At least 1,000 workers at Jaguar Land Rover’s historic Castle Bromwich factory have been told they will drop down to a three-day working week until Christmas.
The change comes as the car giant claimed it is struggling as a result of Brexit and a fall in demand for diesel models.
Jaguar Land Rover said it was making “temporary adjustments to our production schedules” at the former Spitfire factory that makes the XF, XJ and XE Jaguars as well as the F-Type sports car.
The move affects about half the Birmingham plant’s 2,000 workers, who will remain on full pay, and comes in the wake of moves in April this year to axe 1,000 agency jobs at the Solihull factory.
The company employs thousands of both full-time and agency workers at sites across the West Midlands including in Castle Bromwich, Wolverhampton, its head office in Coventry and Solihull.
Jaguar Land Rover has been making plans over the past few years to target the hybrid and electric markets and said last year that from 2020 all new Jaguar Land Rover vehicles would be electrified.
Earlier this year, JLR said it would temporarily reduce production at its plant in Halewood, Merseyside, in response to weakening demand due to Brexit and tax hikes on diesel cars.
And just a week ago Jaguar Land Rover boss Ralf Speth blamed the cutbacks on the fact that diesels had been “demonised”, leading to a potential £1.2bn annual cost to the company.
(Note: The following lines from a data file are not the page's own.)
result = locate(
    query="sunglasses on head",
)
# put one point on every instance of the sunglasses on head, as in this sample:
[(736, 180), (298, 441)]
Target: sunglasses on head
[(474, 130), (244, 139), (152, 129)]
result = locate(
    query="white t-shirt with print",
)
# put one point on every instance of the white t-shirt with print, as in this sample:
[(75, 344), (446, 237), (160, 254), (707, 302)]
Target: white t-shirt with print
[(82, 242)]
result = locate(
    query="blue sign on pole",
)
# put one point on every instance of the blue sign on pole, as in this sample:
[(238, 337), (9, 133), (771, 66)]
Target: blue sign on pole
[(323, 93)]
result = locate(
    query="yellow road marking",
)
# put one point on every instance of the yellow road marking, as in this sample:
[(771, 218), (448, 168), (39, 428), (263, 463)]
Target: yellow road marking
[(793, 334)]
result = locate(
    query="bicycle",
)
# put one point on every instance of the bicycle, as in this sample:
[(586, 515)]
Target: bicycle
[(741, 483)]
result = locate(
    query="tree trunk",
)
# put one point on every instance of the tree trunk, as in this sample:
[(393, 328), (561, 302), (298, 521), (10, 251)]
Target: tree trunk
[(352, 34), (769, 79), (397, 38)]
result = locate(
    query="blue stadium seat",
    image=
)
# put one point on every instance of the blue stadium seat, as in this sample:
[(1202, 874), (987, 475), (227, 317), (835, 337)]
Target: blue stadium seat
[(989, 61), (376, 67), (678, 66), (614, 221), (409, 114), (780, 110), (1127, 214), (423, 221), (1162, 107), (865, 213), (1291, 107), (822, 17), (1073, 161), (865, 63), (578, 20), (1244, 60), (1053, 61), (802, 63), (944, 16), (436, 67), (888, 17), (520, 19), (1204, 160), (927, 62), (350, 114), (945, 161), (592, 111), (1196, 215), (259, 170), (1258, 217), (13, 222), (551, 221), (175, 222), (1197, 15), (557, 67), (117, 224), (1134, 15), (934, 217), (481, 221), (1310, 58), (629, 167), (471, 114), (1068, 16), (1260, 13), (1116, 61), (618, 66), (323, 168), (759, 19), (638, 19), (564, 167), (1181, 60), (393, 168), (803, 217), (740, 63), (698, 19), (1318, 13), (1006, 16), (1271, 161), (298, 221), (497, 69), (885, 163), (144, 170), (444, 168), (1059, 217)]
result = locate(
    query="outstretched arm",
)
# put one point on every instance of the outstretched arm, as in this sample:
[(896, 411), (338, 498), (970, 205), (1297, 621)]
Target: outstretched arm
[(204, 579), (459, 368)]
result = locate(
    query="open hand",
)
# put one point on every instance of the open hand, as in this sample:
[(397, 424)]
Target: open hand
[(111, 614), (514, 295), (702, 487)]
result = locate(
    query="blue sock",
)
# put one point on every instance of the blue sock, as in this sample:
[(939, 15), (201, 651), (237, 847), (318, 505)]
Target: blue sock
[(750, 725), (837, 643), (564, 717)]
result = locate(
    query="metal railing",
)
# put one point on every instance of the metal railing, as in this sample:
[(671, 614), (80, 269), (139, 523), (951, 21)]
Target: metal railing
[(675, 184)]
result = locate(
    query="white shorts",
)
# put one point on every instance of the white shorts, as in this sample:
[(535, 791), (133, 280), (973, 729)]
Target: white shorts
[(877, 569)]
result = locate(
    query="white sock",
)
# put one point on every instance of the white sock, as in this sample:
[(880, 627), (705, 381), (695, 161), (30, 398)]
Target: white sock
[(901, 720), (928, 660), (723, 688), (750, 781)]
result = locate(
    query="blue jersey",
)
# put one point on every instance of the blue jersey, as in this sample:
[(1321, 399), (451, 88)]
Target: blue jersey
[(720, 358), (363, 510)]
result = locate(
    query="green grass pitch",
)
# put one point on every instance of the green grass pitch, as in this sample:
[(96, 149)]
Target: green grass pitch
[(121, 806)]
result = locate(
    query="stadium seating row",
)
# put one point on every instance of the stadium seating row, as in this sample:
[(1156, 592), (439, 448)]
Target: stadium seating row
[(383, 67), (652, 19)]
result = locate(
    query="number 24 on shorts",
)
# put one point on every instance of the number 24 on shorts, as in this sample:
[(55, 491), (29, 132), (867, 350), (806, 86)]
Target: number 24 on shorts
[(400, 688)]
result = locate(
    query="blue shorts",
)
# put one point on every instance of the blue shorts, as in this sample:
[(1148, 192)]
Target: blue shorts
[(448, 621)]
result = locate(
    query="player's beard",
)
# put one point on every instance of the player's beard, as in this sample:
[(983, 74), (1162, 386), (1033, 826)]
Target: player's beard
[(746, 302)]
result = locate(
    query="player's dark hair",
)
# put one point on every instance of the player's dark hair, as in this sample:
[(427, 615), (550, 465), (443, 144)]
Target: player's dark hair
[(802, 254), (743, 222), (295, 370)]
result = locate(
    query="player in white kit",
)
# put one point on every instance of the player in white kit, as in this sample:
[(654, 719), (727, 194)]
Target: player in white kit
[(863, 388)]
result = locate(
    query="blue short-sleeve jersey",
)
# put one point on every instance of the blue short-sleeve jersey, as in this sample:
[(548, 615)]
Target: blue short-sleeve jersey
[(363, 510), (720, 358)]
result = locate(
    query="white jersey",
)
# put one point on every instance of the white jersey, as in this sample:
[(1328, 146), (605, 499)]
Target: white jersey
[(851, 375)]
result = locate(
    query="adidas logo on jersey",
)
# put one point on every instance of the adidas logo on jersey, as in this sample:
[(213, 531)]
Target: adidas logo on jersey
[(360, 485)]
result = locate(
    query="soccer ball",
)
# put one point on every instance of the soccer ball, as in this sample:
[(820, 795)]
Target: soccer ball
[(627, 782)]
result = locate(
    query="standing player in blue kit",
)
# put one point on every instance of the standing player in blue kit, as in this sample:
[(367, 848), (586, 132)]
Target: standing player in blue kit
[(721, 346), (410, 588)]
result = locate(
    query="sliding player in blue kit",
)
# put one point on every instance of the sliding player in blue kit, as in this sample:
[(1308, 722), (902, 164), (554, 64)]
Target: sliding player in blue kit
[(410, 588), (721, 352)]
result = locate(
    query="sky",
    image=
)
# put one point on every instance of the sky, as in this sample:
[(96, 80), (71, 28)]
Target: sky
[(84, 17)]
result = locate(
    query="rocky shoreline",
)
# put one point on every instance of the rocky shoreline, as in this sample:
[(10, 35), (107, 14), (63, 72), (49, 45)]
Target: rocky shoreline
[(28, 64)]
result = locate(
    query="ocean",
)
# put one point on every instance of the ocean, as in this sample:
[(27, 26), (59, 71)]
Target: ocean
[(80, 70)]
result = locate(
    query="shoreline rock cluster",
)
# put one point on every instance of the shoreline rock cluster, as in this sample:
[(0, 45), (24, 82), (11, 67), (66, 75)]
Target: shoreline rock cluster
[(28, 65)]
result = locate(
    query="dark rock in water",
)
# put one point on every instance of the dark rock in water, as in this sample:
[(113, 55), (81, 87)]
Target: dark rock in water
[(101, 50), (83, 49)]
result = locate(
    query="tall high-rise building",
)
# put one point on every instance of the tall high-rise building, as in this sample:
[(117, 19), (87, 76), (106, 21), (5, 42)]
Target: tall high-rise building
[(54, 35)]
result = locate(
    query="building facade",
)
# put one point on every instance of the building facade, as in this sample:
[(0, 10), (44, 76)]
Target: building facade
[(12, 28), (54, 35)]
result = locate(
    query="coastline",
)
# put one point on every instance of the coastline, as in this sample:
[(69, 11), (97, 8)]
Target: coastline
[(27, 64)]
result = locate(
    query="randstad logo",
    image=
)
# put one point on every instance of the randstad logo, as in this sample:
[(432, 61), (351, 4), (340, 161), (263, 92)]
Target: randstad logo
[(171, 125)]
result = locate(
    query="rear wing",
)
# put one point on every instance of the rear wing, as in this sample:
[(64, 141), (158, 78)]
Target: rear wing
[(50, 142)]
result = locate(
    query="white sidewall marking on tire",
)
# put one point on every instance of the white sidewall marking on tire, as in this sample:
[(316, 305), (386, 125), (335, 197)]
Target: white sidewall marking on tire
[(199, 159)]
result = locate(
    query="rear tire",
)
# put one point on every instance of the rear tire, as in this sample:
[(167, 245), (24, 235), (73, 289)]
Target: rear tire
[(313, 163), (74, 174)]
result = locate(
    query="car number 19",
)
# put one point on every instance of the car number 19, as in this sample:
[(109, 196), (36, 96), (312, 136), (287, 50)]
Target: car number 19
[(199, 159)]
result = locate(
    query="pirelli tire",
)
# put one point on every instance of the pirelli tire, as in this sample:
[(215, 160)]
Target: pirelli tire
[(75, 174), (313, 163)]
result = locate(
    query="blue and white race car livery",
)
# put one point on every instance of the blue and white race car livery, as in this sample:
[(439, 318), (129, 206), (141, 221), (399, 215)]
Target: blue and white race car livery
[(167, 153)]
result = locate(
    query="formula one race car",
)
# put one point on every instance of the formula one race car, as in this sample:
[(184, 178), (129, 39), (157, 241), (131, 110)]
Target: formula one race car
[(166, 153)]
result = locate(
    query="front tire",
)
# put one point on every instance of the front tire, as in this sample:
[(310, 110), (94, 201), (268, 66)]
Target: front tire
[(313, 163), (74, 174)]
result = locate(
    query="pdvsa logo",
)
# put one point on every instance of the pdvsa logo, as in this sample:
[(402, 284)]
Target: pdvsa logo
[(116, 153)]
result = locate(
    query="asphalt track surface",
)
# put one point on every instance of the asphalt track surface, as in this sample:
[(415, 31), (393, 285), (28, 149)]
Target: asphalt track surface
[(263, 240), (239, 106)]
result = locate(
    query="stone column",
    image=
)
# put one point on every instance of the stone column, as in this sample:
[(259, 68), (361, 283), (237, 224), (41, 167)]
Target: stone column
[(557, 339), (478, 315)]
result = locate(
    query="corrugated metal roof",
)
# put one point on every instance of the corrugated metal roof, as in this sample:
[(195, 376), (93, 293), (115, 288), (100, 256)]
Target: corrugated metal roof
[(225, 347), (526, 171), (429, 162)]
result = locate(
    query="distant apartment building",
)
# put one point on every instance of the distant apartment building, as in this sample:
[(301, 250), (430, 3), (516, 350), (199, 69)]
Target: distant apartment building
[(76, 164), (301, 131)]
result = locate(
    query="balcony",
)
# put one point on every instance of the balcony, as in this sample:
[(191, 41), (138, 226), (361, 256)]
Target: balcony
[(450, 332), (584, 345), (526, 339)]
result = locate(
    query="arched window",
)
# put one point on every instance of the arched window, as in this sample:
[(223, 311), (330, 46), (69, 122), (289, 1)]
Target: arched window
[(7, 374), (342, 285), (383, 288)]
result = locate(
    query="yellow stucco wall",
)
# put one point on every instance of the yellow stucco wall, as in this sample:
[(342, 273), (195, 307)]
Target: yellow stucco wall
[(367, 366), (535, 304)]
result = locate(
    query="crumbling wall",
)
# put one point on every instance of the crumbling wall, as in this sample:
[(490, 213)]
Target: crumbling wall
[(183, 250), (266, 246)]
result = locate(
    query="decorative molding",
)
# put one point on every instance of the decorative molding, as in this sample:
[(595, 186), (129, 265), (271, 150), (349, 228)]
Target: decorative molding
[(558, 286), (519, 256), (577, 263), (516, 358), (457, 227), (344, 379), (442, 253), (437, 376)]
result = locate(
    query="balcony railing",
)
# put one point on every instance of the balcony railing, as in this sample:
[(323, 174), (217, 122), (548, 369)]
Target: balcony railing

He also warned that a hard Brexit would could cost tens of thousands of jobs at JLR and its supplier companies in the UK.
On Monday, Tory MP and Brexit supporter Sir Bernard Jenkin claimed Spelth was “making it up”.
“We’ve had figures made up all the time by the scaremongers in this debate and I’m afraid nobody believes them,” he told BBC Radio 4′s Today programme.
But Birmingham MP Jack Dromey hit back on Twitter, saying: “This morning, a wide-eyed Brexiteer Bernard Jenkin MP, in his ideological zeal, accused Jaguar Land Rover chief executive Ralf Speth of ‘making it up’.
“Now we know fears are justified. A hard Brexit or no deal will be catastrophic for Britain’s automotive industry.”
JLR said in a statement: “As is standard business practice, Jaguar Land Rover regularly reviews its production schedules to ensure market demand is balanced globally.
“In light of the continuing headwinds impacting the car industry, we are making some temporary adjustments to our production schedules at Castle Bromwich.
“We are however continuing to over-proportionally invest in new products and technologies, and are committed to our UK plants in which we have invested more than £4bn since 2010 to future proof manufacturing technologies to deliver new models.”